E, di getto, ho scritto un post su Facebook.
«Attenzione, ci sono uomini che mandano in giro le nostre fotografie accompagnate da commenti sgradevoli. Ne sapete qualcosa?» Era un semplice sfogo, ma le mie parole hanno rotto il muro dell'ipocrisia, scoperchiando il vaso di Pandora. Amiche di amiche, leggendo quel post sul mio profilo, hanno iniziato a raccontarmi la loro vergogna.
Le storie delle altre
C'è chi si è trovata molestatori sotto casa perché il suo ex, dopo la fine della relazione, aveva aperto pagine porno a suo nome, con foto, video e dati sensibili.

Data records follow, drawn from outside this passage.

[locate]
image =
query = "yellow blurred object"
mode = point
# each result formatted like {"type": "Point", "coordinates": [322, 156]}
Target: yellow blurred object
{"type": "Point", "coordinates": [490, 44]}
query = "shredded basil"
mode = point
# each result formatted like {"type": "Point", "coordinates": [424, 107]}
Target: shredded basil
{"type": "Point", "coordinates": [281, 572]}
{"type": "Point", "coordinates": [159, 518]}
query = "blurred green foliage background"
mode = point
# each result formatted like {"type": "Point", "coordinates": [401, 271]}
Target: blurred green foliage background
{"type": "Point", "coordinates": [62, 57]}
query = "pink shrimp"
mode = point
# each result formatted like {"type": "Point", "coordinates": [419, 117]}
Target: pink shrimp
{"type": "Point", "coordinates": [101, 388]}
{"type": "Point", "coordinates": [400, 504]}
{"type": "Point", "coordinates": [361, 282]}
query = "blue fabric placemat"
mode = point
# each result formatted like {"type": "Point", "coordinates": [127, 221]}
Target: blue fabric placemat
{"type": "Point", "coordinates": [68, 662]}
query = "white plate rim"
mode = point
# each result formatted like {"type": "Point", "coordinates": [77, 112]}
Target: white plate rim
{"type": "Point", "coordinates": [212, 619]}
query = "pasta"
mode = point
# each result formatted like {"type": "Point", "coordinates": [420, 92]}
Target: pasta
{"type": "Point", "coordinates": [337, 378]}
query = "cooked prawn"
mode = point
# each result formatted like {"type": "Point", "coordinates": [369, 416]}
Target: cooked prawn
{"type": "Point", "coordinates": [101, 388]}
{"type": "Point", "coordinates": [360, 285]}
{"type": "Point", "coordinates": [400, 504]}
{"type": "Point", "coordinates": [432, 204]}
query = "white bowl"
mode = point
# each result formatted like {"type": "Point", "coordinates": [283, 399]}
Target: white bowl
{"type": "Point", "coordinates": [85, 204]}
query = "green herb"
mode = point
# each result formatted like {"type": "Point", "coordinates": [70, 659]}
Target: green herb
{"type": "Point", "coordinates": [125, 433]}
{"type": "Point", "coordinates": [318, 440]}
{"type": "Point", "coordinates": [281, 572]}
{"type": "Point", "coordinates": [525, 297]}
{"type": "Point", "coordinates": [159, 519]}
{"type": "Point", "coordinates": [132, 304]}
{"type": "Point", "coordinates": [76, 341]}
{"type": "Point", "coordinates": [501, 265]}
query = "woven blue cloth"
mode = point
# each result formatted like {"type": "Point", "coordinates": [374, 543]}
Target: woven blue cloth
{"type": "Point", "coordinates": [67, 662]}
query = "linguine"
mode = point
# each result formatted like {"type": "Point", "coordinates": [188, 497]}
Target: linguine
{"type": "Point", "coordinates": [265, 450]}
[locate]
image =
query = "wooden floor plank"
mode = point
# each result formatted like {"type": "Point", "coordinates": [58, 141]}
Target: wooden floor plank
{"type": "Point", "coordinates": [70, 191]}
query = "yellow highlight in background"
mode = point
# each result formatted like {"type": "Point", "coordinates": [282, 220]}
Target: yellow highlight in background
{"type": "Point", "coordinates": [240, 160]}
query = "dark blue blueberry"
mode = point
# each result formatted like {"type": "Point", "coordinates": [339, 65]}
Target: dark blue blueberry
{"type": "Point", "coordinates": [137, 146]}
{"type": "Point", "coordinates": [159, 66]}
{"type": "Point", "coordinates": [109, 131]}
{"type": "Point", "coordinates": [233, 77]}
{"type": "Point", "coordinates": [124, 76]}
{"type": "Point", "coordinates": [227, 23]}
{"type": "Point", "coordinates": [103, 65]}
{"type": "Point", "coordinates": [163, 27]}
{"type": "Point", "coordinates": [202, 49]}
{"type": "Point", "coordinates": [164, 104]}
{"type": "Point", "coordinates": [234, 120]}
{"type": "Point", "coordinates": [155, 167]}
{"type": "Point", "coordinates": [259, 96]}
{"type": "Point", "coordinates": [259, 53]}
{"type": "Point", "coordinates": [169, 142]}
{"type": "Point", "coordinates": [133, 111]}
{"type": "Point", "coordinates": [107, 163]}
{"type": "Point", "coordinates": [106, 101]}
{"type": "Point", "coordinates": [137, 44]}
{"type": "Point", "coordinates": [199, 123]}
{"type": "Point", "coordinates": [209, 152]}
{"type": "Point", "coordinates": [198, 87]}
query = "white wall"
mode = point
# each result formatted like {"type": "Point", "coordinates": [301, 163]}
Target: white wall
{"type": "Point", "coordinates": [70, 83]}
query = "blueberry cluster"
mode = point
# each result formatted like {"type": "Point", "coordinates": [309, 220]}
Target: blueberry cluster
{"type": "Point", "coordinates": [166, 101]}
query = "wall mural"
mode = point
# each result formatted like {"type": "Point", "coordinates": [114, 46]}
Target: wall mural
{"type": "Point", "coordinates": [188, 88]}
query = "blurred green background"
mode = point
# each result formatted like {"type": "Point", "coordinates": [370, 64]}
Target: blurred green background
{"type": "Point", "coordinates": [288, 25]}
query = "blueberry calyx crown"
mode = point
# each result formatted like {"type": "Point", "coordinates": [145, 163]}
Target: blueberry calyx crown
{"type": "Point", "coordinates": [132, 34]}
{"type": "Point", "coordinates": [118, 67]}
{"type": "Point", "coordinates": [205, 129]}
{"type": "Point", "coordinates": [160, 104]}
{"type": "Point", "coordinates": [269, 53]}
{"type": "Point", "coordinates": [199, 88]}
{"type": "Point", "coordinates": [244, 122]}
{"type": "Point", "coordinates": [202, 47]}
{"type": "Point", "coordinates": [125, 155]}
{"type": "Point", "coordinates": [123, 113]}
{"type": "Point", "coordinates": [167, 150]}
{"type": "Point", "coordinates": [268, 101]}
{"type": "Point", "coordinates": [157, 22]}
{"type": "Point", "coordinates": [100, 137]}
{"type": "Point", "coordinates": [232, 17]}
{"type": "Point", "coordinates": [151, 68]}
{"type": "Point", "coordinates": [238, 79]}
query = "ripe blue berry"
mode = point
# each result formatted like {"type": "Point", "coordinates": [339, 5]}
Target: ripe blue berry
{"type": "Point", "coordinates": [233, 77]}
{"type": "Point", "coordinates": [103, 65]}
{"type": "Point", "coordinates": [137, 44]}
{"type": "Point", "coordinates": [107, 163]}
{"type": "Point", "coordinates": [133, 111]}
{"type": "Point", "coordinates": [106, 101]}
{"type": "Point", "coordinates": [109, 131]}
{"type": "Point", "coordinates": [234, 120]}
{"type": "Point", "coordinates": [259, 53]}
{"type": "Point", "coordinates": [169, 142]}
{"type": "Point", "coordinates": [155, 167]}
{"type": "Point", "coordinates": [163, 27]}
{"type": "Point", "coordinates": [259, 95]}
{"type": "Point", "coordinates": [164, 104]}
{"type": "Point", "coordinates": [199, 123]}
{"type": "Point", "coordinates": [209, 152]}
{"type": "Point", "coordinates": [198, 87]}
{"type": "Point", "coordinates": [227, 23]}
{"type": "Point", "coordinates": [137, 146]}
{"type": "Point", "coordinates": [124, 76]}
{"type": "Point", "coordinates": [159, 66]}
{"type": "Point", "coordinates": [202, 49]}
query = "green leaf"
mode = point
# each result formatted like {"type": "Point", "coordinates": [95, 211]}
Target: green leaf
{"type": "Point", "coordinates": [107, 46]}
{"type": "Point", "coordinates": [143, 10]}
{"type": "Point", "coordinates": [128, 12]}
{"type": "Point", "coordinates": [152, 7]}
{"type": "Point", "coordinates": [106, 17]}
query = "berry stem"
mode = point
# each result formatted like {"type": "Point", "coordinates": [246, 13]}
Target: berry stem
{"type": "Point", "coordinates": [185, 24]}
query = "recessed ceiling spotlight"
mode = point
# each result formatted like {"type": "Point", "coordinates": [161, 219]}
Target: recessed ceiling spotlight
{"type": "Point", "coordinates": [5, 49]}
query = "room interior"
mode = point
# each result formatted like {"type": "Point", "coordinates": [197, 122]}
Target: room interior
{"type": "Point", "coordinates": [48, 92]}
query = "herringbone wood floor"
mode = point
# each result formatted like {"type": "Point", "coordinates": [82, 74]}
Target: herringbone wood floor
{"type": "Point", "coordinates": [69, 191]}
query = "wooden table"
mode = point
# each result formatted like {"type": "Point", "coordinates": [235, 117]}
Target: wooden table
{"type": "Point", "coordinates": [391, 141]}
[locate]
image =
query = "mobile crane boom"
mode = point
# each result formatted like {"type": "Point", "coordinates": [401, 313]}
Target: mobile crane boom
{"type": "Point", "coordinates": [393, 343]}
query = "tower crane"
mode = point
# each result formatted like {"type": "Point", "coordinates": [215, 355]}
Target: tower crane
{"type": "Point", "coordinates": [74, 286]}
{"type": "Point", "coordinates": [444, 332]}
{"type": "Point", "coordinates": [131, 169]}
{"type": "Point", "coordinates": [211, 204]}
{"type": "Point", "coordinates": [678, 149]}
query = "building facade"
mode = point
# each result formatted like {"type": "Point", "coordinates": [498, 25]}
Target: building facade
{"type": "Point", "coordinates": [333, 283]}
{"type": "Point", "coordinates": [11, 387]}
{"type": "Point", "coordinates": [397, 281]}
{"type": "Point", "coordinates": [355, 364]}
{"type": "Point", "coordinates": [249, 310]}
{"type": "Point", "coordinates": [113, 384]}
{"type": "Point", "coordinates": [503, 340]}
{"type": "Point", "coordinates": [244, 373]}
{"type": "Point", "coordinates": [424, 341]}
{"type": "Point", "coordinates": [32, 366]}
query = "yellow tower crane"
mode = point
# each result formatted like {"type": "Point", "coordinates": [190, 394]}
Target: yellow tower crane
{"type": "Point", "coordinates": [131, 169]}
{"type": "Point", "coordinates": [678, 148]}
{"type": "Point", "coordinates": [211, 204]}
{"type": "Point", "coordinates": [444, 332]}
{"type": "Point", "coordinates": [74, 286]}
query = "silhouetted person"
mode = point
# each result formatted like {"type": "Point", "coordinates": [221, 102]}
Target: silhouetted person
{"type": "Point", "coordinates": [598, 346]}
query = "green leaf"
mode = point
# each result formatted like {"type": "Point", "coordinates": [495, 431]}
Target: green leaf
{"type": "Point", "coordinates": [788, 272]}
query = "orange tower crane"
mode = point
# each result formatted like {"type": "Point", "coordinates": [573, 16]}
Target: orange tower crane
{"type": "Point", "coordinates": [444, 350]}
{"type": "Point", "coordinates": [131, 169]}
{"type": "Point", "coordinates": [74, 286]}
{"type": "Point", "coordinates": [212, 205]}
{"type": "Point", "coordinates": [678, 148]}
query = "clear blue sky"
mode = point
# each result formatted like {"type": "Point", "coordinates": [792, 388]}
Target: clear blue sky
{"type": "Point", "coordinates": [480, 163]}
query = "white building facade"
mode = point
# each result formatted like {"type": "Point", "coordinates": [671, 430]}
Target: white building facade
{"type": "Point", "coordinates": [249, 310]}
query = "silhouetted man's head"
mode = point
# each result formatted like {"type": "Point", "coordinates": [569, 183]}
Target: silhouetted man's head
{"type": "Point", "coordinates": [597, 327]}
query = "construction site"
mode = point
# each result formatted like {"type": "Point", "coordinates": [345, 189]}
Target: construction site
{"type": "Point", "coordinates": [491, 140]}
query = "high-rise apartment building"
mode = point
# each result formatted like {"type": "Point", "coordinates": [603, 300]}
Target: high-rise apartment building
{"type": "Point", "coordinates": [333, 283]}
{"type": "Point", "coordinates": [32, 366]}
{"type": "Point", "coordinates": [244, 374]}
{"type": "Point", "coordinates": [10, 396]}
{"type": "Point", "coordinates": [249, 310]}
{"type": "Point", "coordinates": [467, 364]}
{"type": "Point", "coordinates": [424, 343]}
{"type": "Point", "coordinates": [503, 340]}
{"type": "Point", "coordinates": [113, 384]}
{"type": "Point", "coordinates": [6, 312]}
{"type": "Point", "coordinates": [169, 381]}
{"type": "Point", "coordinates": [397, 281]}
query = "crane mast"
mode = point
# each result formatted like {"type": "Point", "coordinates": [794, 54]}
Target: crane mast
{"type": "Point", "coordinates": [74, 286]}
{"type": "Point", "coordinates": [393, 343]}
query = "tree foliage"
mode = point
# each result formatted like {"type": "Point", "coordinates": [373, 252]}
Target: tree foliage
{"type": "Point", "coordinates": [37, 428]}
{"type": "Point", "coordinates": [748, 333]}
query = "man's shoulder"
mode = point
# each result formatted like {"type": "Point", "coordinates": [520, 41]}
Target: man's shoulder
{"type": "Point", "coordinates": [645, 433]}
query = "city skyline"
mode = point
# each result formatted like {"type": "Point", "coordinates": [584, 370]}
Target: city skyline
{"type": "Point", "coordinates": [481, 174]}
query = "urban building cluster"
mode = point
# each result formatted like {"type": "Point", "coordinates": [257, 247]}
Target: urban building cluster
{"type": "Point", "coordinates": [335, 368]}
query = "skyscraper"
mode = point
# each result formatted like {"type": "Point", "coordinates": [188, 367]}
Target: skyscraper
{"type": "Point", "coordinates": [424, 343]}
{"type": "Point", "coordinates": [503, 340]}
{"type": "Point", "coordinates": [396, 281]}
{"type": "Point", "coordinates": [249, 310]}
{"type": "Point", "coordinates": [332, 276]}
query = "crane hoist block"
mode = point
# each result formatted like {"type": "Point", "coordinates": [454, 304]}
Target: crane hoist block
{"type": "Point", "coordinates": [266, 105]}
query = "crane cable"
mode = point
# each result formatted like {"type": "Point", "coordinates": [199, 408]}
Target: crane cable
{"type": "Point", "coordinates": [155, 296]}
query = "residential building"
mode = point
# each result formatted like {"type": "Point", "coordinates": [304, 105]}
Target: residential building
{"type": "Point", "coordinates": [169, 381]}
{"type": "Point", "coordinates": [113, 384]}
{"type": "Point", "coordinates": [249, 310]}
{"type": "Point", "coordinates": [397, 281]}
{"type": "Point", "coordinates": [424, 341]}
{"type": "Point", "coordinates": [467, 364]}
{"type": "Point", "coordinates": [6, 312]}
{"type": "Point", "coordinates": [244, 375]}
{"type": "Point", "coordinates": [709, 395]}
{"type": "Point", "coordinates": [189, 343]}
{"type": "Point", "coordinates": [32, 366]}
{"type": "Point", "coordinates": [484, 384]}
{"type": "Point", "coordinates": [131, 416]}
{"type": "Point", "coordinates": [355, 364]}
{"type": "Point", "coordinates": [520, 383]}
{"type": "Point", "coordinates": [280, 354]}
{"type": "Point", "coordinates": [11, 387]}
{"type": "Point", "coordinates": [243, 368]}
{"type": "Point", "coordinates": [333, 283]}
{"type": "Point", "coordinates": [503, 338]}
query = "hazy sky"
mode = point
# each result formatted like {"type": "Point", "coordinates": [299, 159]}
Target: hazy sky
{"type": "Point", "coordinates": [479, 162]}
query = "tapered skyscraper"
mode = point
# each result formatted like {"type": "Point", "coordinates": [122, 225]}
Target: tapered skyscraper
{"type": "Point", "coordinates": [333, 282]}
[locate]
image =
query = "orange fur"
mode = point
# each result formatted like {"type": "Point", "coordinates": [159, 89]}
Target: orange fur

E chi ha avuto la sciagura di finire nella famigerata «Bibbia», un grosso archivio online di raccolta di immagini di revenge porn in cui le ragazze vengono schedate per nome e cognome. Quei dati non si possono rimuovere e tu sei segnata per sempre. Pochissime le donne che denunciano. Si vergognano e si sentono molto sole perché c'è ancora un grosso stigma sociale connesso a questo problema.
Ero stufa di sentire questi racconti e di vivere nel timore che gli uomini usassero le nostre foto per affermare la loro virilità e sentirsi parte del branco.
Sono un'attivista e ho deciso di fare qualcosa di concreto.
«Dobbiamo approfondire, servono i numeri, è necessario capirci qualcosa in più» ripeto ad alcuni colleghi con cui mi confido al rientro in università, dove sono ricercatrice in Sociologia digitale.
Revenge porn, questo sconosciuto
Mi metto al lavoro: scopro che sulla vendetta pornografica non c'è quasi nulla, a parte un report di Amnesty International, con cui avevo già collaborato. E i dati sono allarmanti: una donna su cinque in Italia ha subito qualche forma di molestia online. Esattamente un anno dopo, con le tre associazioni Insieme in Rete, I Sentinelli e Bossy, lancio #intimitaviolata, una petizione per sensibilizzare sul revenge porn: nel giro di una settimana supera le 110 mila firme. C'è il mio volto su quella campagna.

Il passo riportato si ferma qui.